ROME—Two large antiestablishment parties were in talks Thursday on reviving a coalition government that could bring a euroskeptic administration to power in the eurozone’s third-largest economy.
On Sunday, Italian President Sergio Mattarella rejected a previous attempt by the 5 Star Movement, a maverick party that is Italy’s largest political group, and the nativist, hard-right League, to form a government.
He vetoed their nomination of Paolo Savona, an 81-year old economist, as economy minister out of concern that Mr. Savona’s euroskeptic views could endanger Italy’s membership in the single currency.
The president then asked Carlo Cottarrelli, an economist and former International Monetary Fund official, to try to form a caretaker government to ferry the country to new elections.
However, with virtually every political party opposing a government lead by Mr. Cottarelli, it appeared that Mr. Mattarella would instead dissolve parliament and call snap elections, possibly as soon as July.
But on Wednesday, 5 Star leader Luigi Di Maio proposed a new government with the League in which Mr. Savona would assume another ministerial post. A different candidate—whom Mr. Di Maio didn’t name—would become economy minister.

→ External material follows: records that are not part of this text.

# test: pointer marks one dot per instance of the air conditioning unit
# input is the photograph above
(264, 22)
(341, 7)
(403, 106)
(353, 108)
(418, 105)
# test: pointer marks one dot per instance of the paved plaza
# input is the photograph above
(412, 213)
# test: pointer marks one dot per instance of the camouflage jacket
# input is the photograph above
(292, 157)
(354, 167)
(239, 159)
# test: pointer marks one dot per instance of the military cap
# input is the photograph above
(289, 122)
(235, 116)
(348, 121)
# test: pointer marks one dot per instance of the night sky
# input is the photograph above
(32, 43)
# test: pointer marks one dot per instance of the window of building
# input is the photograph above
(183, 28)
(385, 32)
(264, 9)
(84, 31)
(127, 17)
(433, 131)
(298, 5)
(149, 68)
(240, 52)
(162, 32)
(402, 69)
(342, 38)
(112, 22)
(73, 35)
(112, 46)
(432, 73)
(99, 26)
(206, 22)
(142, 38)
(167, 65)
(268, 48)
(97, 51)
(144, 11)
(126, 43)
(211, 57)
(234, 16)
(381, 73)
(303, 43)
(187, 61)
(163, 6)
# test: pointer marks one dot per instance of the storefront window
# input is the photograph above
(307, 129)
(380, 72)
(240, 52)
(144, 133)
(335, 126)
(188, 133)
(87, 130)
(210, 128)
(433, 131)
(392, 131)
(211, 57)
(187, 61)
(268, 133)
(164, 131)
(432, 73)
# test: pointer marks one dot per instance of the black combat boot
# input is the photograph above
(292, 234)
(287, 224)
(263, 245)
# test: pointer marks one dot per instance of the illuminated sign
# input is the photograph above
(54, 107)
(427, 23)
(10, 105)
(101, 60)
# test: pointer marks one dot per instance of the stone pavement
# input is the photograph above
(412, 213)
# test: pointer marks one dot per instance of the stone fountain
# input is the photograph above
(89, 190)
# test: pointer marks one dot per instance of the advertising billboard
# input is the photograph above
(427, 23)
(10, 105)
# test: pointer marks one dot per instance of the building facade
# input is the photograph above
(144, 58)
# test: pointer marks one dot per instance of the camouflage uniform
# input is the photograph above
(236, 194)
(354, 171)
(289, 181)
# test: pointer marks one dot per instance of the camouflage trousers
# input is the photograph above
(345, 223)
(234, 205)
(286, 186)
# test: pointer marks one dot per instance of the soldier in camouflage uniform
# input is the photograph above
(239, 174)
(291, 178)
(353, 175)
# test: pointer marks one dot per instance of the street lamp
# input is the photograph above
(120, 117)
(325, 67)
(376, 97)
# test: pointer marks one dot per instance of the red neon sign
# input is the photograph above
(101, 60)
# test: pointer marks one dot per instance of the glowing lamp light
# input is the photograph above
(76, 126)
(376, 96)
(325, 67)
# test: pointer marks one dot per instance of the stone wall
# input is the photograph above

League leader Matteo Salvini said Wednesday he would consider such a possibility.
The president decided to give the two parties more time to see if such a new a government could succeed. He didn’t give the two leaders any deadline.
If such a government doesn’t materialize, the president will likely ask Mr. Cottarelli to move ahead with the formation of a caretaker government that will pilot Italy to new parliamentary elections within months.
Financial markets have been badly shaken by the events in Italy. Many investors were rattled by the strong anti-Europe and anti-euro rhetoric of the 5 Star and the League in the wake of Mr. Mattarella’s decision to veto Mr. Savona.
If the League and 5 Star manage to form a government, investors may be relieved that Italy won’t face a snap election just months after a parliamentary vote in March. At the same time, the two parties have made little secret of their antipathy for the euro and the European Union, so a coalition government between the two could still unsettle markets.
An auction of Italian government bonds with maturities between two and 10 years on Wednesday received reasonable demand, albeit at much higher yields than at recent auctions, signaling investor nervousness about Italy’s EUR2.3 trillion public sector debt. On Thursday morning, markets were considerably calmer.